I don't know about you, but at the beginning of each New Year, I feel pressure to come up with something I resolve to do differently. Truth be told, I don't come up with New Years Resolutions every year, but when I do put thought into them, I do my best to see them through--mainly because I select things that are achievable and "task-oriented," like (don’t laugh) "wash my face every night before bed." Needless to say, my personal and professional resolutions have always been somewhat different. This year my resolution is slightly more esoteric. In fact, it's more of a "theme" than a "thing." I got the idea from a friend and I think it's a perfect way to merge personal and professional resolutions. The idea is to pick a word you want to live by...and every day find ways to implement it. My word this year is "do." I know, it's kind of lame considering Nike's successful "Just Do It" campaign. But I couldn't think of a better verb to capture my goal, which is to act on things, not to catalogue them for later. To remember it, I've been using the mantra "see it, do it." This comes in handy with four kids in the house. There is a lot to "do" when I "see it." But I also find it great in my professional life. It is so easy to put things on the back burner until later. But with a "see it, do it" mentality, I'm trying harder to do things as I get them.

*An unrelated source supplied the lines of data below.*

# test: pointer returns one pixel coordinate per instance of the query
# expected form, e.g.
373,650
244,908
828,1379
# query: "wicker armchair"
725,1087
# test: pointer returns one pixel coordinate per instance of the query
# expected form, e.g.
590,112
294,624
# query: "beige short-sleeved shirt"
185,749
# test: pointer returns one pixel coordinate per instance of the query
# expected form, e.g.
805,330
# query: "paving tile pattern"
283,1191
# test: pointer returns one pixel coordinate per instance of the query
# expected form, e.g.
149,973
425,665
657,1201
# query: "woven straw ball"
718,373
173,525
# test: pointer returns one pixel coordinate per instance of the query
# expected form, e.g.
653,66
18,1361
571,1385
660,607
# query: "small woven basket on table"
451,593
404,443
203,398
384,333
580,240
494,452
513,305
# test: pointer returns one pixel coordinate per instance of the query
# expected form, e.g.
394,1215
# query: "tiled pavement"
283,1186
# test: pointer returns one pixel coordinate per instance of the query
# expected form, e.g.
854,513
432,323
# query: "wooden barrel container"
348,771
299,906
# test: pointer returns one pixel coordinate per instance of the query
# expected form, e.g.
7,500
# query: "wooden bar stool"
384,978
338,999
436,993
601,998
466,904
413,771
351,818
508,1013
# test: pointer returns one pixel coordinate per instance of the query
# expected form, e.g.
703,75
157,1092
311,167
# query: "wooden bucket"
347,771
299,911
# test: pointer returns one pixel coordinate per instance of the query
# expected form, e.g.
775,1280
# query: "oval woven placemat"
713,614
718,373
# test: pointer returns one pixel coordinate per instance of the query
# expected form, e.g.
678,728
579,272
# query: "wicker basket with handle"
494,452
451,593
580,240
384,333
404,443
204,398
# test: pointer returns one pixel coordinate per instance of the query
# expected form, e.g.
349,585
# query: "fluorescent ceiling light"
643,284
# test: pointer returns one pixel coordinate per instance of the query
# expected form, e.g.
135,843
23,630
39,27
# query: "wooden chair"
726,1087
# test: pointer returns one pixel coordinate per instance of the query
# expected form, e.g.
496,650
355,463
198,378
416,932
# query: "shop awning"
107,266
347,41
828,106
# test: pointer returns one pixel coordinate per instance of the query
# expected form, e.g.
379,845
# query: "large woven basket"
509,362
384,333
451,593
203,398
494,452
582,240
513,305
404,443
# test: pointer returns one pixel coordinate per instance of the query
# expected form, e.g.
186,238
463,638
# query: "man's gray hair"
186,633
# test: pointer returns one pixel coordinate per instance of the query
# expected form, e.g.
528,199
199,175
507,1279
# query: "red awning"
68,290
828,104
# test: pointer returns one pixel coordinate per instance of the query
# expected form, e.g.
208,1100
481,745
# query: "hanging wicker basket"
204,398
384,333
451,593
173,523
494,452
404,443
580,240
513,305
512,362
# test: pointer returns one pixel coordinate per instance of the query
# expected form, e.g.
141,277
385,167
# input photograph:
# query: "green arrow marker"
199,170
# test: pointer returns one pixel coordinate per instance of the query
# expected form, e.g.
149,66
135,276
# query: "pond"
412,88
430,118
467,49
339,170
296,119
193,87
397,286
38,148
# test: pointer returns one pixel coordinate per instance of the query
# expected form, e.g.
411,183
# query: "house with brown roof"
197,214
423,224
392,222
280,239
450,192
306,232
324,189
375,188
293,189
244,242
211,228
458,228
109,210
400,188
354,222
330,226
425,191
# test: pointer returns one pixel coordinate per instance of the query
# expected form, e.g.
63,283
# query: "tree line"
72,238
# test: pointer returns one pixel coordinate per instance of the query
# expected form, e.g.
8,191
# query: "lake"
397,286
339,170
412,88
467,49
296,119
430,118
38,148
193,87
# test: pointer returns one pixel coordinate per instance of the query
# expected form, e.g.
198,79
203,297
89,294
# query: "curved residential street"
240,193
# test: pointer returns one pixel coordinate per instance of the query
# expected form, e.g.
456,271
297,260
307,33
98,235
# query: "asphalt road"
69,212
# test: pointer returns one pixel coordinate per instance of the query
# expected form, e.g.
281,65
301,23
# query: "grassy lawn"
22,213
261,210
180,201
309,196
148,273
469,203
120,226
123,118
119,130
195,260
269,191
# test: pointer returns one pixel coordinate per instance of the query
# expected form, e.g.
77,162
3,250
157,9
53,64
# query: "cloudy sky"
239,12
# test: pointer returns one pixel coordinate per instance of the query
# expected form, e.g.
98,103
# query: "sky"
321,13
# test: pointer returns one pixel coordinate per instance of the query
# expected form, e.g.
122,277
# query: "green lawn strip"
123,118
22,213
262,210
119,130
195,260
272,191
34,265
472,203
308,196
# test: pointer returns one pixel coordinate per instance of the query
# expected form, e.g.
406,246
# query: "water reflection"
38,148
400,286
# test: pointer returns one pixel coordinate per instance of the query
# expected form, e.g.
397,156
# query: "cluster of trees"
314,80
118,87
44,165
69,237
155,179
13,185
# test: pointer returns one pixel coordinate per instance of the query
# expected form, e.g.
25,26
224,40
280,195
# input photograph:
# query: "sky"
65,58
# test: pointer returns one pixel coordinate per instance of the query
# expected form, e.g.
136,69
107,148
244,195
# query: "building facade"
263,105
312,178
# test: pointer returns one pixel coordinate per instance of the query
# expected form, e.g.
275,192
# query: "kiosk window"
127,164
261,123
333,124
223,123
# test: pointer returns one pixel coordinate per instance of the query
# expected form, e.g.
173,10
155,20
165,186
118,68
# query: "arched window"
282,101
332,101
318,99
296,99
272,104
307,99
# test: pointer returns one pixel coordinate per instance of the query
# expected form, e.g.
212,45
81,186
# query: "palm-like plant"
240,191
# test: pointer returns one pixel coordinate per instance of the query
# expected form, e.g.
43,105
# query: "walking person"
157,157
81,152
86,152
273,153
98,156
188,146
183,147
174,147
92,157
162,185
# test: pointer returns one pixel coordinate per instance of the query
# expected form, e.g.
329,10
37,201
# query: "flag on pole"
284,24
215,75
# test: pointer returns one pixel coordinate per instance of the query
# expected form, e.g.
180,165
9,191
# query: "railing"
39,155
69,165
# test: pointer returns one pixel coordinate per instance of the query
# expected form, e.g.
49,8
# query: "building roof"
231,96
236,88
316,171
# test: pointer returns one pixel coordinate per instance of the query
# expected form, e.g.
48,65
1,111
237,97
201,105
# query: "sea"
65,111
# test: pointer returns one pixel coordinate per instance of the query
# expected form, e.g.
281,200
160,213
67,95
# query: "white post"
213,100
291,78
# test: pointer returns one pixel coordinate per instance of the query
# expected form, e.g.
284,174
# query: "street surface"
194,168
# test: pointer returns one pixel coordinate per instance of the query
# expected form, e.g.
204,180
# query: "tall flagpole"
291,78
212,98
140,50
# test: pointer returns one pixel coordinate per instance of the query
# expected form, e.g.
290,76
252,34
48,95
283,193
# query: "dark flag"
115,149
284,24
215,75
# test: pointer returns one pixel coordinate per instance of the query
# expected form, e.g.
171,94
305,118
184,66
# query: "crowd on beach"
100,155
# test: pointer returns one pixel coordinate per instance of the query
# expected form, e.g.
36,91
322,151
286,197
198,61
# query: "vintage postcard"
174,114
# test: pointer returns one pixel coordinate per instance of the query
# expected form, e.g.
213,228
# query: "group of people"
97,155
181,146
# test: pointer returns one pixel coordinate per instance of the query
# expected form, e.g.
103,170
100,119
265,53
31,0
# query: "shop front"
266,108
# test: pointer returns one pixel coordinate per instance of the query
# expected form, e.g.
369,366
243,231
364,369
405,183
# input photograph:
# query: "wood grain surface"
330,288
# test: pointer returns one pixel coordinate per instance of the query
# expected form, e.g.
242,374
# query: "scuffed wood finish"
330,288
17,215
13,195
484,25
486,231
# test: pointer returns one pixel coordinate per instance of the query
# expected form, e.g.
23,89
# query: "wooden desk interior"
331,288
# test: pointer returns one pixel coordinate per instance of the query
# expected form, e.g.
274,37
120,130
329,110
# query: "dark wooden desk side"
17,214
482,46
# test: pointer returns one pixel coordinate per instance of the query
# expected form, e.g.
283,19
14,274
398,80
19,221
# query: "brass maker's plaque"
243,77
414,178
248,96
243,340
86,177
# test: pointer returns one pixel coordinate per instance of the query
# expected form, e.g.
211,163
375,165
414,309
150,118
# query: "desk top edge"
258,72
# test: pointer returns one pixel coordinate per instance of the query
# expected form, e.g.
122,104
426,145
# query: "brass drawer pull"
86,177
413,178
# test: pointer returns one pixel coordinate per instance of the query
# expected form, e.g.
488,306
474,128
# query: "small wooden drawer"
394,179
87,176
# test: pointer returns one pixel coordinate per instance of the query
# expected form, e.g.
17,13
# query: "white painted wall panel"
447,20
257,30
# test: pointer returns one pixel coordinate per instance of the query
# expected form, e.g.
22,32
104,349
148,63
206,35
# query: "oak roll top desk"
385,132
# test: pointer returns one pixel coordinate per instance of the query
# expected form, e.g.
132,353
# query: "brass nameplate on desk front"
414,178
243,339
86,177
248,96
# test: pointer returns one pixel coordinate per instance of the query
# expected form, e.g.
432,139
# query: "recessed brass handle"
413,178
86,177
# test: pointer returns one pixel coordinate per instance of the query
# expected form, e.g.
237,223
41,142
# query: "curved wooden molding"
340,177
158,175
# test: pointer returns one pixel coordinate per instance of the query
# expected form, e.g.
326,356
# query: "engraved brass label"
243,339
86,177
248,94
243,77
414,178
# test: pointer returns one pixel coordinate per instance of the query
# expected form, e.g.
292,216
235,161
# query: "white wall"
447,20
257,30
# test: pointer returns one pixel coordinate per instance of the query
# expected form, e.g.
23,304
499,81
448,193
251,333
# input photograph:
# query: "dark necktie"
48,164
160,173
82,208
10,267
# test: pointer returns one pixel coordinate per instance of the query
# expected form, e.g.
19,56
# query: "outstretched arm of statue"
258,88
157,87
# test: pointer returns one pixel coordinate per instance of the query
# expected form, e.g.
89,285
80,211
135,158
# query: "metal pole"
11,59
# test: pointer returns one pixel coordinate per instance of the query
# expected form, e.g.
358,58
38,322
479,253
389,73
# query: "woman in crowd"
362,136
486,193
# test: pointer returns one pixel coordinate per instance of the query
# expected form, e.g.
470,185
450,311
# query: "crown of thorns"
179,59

Obviously this doesn't work all the time--some things have a higher priority than others--but by focusing on "do-ing," I find that I'm more engaged. I'm reading relevant articles when I get them, adding things to my list of priorities, reading through the priorities and doing them when promised. Perhaps the better work phrase is "see it, schedule it, do it." That way it gets the appropriate weighting before "doing." If you aren't a regular resolution-maker like me, maybe this can help motivate you to pick a word, theme or phrase to live by for the year. Me? I'm seeing it and following through on it!